What is an Intraclass Correlation Coefficient (ICC)?
In biostatistics, the Intraclass Correlation Coefficient (ICC) measures the reliability or consistency of measurements made by different observers or instruments for the same subject. It is commonly used in contexts like medical studies, psychology, and quality control to assess the agreement between raters or repeated measurements.
One of the more commonly accepted classifications for deciding the type of ICC to perform is Shrout and Fleiss’s Intraclass Correlation Coefficient (ICC) classification. It is a widely-used framework introduced in their 1979 paper, providing a detailed system for choosing the appropriate type of ICC based on the study design.
Shrout and Fleiss’s Classification for ICC
Shrout and Fleiss proposed three models of ICC, each suited for different study designs. These models are based on whether raters or subjects are treated as random or fixed effects and whether you are interested in measuring absolute agreement or consistency between raters.
- ICC Model 1: One-way Random Effects Model (ICC(1))

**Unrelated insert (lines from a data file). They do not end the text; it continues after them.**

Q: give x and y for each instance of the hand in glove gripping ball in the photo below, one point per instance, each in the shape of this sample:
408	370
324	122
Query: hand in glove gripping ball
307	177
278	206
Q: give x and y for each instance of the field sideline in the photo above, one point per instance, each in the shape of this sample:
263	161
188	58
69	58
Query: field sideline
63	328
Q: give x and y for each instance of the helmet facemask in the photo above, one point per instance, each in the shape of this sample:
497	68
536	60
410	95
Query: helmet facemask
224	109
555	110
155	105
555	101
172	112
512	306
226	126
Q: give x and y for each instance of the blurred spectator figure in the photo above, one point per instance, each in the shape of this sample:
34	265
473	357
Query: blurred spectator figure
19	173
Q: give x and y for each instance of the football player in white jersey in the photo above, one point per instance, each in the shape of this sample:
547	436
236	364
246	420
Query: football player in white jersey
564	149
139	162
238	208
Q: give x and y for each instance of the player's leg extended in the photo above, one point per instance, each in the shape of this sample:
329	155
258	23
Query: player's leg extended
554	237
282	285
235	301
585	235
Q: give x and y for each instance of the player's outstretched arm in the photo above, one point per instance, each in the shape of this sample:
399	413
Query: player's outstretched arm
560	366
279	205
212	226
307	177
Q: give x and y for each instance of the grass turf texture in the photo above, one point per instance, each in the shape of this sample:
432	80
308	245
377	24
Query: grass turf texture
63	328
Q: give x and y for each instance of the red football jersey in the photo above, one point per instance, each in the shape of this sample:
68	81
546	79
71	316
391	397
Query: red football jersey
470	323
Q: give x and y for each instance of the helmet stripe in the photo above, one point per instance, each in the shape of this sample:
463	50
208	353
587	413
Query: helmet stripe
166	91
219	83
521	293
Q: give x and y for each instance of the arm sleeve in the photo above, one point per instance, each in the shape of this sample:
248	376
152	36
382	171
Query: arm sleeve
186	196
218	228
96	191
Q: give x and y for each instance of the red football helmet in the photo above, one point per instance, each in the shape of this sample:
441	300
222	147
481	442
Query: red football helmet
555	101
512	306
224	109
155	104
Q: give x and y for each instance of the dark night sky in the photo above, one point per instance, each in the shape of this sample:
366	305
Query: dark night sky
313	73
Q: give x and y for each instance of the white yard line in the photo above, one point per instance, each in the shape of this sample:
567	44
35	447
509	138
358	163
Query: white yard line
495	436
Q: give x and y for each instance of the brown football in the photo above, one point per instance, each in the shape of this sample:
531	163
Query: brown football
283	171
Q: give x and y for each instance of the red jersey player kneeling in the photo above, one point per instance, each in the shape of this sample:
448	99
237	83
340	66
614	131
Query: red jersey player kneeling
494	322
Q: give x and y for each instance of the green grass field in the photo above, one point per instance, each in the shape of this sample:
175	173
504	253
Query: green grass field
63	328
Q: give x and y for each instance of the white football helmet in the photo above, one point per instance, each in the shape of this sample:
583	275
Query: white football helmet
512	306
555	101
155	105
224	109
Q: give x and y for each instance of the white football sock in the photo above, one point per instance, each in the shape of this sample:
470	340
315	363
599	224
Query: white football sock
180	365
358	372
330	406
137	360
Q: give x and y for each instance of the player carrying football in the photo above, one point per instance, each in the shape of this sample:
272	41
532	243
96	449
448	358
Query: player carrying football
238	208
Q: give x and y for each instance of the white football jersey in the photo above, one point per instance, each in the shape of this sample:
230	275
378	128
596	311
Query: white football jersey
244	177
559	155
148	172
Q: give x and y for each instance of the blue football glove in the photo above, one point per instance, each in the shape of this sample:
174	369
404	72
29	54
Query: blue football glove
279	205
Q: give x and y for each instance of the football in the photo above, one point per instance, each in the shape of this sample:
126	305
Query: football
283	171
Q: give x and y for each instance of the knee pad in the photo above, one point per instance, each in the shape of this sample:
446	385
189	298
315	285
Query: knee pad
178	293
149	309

- Use Case: This model is appropriate when a random sample of raters rates different subjects, and each subject is rated by a different set of raters. This design is often found in cases where raters are inconsistent across all subjects, meaning the ratings for each subject are not fully crossed.
- Reliability Assessed: Measures the reliability of ratings from random raters where the raters themselves are considered random effects.
- Example: In a medical trial, different sets of doctors rate different patients, and there is no overlap in which doctors rate the same patients.
- ICC Model 2: Two-way Random Effects Model (ICC(2))
- Use Case: This model is applicable when the same raters rate each subject, and these raters are considered a random sample from a larger population. This model estimates how well the ratings generalize to other raters from the same population.
- Reliability Assessed: This model measures absolute agreement (ICC(2,1)) or consistency (ICC(2,k)) between raters. It evaluates both random variances from the raters and subjects, allowing for the generalization of the results to other raters.
- Example: A group of patients is rated by a team of doctors, and these doctors are randomly selected from a larger pool.
Variants:
- ICC(2,1): Assesses the absolute agreement between individual raters.
- ICC(2,k): Assesses the absolute agreement between the average of k raters.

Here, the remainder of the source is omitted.